Selling Points: These perma-pleated pieces require no ironing, can be laundered at home and won’t lose their shape, even after being rolled up. What’s more, the designs, like these pants, offer the ease of loungewear. “We all developed a different relationship to comfort in 2020 and won’t live without it now…but looking put together still matters,” said Aya Kanai, the New York-based head of content and creator partnerships at Pinterest and a Pleats Please devotee. “The style has an enduring appeal because it works on different body types, looks professional with a nod to those who ‘get it’ in fashion, and packs up easily without creases.”

Fans: Katy Perry, Cicely Tyson, China Chow, Beyoncé

Cult Moment: Mr. Miyake’s signature pleating got the New Yorker cartoon treatment in 1995. Under a sketch of a tuxedoed gentleman chatting with a woman in a crimped gown at a black-tie affair, the caption reads: “Are you in a Miyake or did you just sleep in your dress?”

Underwear, $50, araks.com

Illustration: Lucy Han

Unassuming Underwear

Simple, playful and sublimely feminine, Araks’s Isabella panty is a guilt-free cotton pleasure.

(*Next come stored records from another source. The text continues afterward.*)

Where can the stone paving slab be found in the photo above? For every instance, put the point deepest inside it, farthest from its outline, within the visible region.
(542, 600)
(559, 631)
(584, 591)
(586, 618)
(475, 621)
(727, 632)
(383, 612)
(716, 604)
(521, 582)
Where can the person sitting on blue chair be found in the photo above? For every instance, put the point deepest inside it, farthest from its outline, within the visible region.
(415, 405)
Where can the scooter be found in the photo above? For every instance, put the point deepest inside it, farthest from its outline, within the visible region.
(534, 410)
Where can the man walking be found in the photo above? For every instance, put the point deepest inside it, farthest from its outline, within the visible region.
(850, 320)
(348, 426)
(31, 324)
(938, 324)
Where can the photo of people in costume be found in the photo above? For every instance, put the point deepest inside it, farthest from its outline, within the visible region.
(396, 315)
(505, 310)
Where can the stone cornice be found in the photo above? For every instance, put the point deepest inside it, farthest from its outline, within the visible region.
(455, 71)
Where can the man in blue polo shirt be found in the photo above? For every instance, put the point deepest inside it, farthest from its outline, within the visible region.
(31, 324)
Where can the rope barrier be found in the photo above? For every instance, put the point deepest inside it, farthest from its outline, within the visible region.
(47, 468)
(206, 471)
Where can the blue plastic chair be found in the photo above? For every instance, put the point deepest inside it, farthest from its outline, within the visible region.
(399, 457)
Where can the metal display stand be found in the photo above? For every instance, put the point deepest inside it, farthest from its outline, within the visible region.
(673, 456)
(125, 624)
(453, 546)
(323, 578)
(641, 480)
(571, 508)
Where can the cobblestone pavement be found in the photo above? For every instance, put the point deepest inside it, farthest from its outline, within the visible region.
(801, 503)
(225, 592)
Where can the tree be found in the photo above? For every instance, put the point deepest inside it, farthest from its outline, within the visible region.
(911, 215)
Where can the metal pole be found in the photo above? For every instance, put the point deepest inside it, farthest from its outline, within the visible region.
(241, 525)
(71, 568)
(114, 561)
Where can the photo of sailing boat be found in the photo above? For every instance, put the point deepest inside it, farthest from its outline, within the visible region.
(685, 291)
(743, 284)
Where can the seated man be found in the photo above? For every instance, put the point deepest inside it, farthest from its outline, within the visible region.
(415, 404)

History: The Isabella, a soft cotton panty outlined in a delicate crochet trim, was, said Araks Yeramyan, the very first silhouette she designed for the brand she started in New York in 2000. The comfort factor is key to the brand’s success, but so too is its whimsical palette and playful aesthetic, said Chelsea Power, a senior buyer at Matchesfashion. “Her underwear isn’t too serious,” said Ms. Power of Ms. Yeramyan. “She is one of a handful of designers that can pair unexpected and vibrant colors while still keeping femininity at its core.” 

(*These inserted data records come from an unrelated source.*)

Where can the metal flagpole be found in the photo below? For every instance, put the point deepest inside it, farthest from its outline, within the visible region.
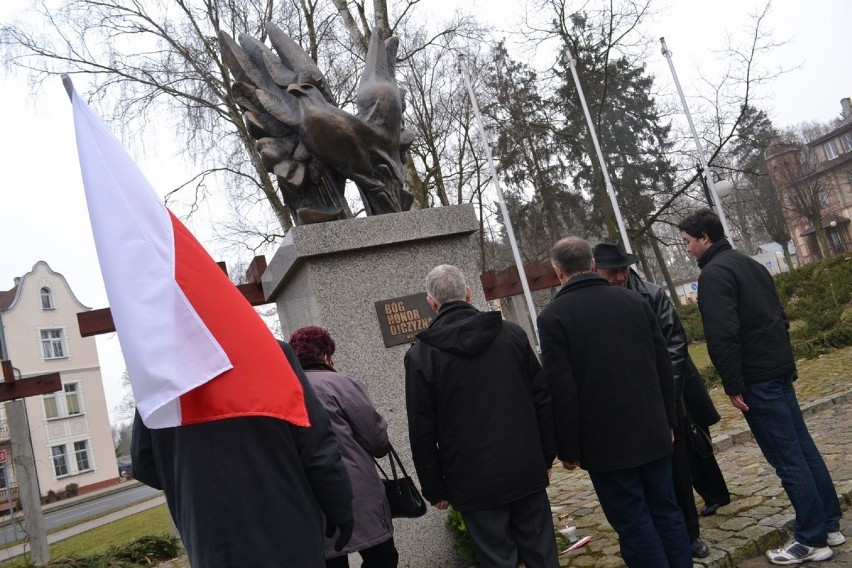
(609, 188)
(717, 202)
(485, 142)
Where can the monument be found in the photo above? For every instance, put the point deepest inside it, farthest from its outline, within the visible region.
(360, 278)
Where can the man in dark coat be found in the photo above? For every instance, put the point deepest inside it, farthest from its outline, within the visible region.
(748, 341)
(613, 263)
(610, 376)
(247, 492)
(480, 426)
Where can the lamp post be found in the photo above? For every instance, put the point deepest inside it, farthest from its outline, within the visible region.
(622, 229)
(723, 186)
(508, 221)
(711, 184)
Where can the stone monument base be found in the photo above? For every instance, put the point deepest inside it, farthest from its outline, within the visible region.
(333, 274)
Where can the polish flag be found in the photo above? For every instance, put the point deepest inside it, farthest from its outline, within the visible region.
(195, 349)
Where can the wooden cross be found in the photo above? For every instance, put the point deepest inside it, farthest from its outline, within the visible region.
(96, 322)
(21, 388)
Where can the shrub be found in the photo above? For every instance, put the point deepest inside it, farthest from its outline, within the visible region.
(145, 551)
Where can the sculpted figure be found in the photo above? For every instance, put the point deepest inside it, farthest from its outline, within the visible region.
(309, 143)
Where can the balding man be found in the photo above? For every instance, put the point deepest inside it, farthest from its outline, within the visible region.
(611, 381)
(480, 426)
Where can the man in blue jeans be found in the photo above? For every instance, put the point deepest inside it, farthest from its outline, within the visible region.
(748, 340)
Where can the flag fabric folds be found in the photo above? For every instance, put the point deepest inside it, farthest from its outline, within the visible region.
(195, 349)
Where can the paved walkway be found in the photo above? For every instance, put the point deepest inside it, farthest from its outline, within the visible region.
(18, 549)
(742, 531)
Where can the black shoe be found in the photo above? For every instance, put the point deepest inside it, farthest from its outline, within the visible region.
(700, 549)
(711, 508)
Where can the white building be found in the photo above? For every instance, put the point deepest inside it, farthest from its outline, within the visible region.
(70, 429)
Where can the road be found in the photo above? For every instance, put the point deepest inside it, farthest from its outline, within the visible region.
(81, 511)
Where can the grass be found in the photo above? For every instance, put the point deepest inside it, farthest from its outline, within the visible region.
(698, 352)
(154, 521)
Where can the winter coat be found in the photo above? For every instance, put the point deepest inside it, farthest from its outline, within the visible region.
(479, 417)
(362, 434)
(745, 326)
(610, 376)
(690, 390)
(247, 492)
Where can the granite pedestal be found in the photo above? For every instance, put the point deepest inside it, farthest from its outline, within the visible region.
(332, 274)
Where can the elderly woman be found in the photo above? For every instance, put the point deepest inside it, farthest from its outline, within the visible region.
(362, 434)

Selling Points: Crafted with 100% organic GOTS-certified cotton, each pair of Isabellas is stitched by hand in New York by the same woman. “Maria’s sewn the Isabella for over 20 years now,” said Ms. Yeramyan. “She was taught by a master and it’s the only style no one else has ever been able to replicate.”

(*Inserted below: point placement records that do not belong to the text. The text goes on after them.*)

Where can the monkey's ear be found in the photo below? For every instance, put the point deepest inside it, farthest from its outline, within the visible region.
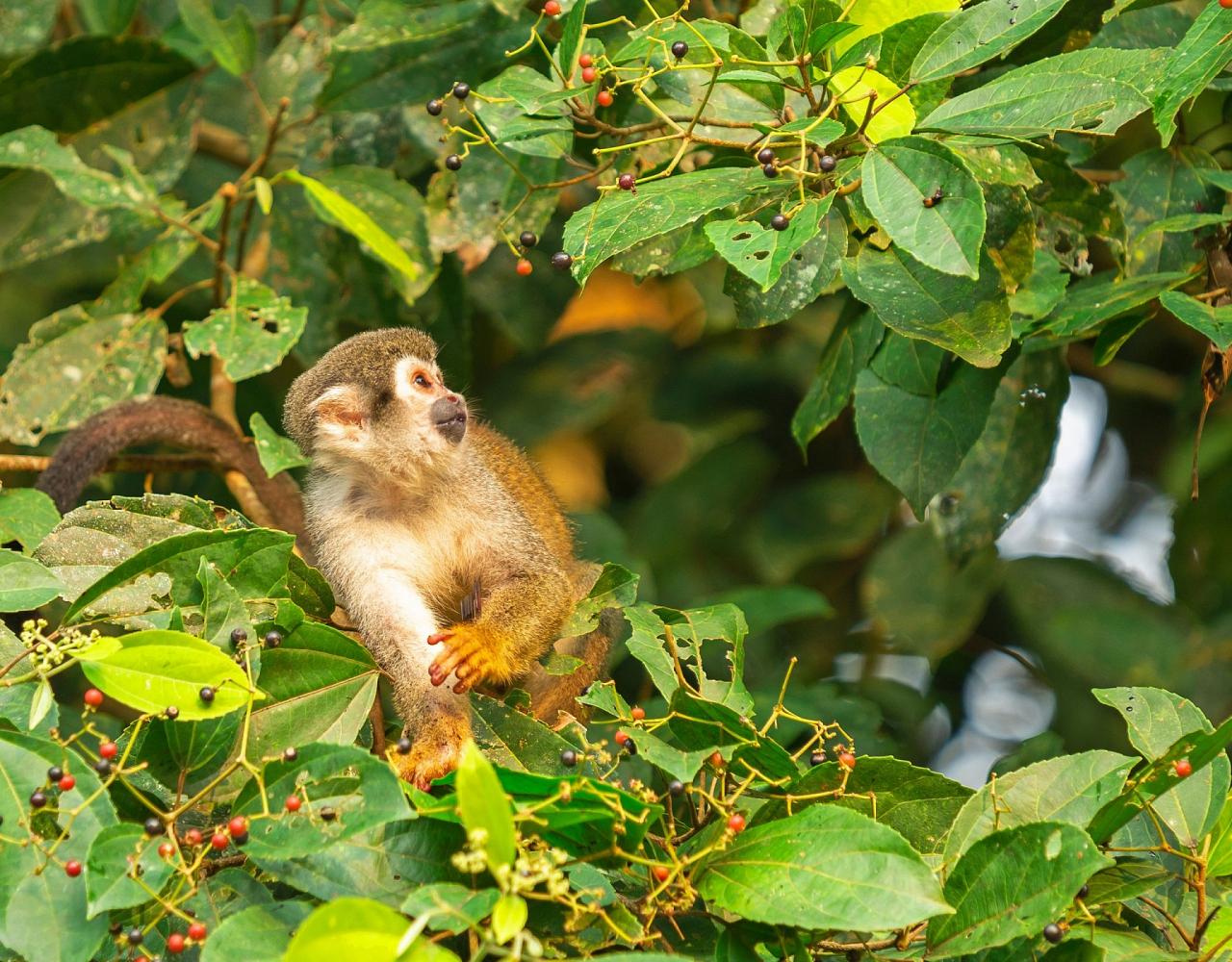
(342, 416)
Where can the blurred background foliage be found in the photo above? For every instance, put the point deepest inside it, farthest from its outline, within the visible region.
(665, 425)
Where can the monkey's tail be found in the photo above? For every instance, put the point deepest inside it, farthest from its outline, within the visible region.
(184, 424)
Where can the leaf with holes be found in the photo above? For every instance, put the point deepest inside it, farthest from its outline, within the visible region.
(250, 334)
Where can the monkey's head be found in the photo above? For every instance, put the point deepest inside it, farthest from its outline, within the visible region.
(377, 402)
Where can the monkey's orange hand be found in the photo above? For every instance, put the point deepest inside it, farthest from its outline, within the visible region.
(471, 653)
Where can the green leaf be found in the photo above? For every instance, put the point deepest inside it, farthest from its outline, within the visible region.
(1070, 790)
(918, 443)
(277, 453)
(1206, 319)
(115, 855)
(1090, 91)
(1007, 465)
(99, 363)
(916, 803)
(847, 354)
(361, 789)
(232, 42)
(1156, 720)
(26, 517)
(970, 317)
(826, 868)
(250, 334)
(255, 934)
(1192, 64)
(901, 176)
(25, 584)
(977, 35)
(761, 253)
(620, 219)
(484, 807)
(1011, 884)
(155, 668)
(348, 927)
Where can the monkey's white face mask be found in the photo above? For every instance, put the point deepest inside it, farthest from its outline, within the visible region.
(416, 424)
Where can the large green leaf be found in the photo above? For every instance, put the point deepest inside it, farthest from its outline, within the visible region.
(977, 35)
(919, 804)
(826, 868)
(1011, 884)
(620, 219)
(97, 363)
(918, 443)
(1070, 789)
(154, 669)
(901, 179)
(1192, 64)
(1156, 719)
(968, 316)
(250, 334)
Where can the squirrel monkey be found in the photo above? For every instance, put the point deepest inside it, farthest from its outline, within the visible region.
(443, 543)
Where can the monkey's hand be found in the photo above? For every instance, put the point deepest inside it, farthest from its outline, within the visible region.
(475, 653)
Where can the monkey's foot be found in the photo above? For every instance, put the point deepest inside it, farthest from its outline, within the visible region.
(434, 754)
(472, 653)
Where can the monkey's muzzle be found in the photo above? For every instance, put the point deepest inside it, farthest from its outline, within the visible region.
(449, 416)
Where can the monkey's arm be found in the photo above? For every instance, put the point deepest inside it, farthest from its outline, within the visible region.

Fans: Zoe Kravitz, Michelle Williams

Cult Moment: So indelible was the impact of seeing a pair of rose-tinted Araks underwear on a lounging Scarlett Johansson in the opening scene of “Lost in Translation” that the brand earned a place in the credits.

The Wall Street Journal is not compensated by retailers listed in its articles as outlets for products. Listed retailers frequently are not the sole retail outlets.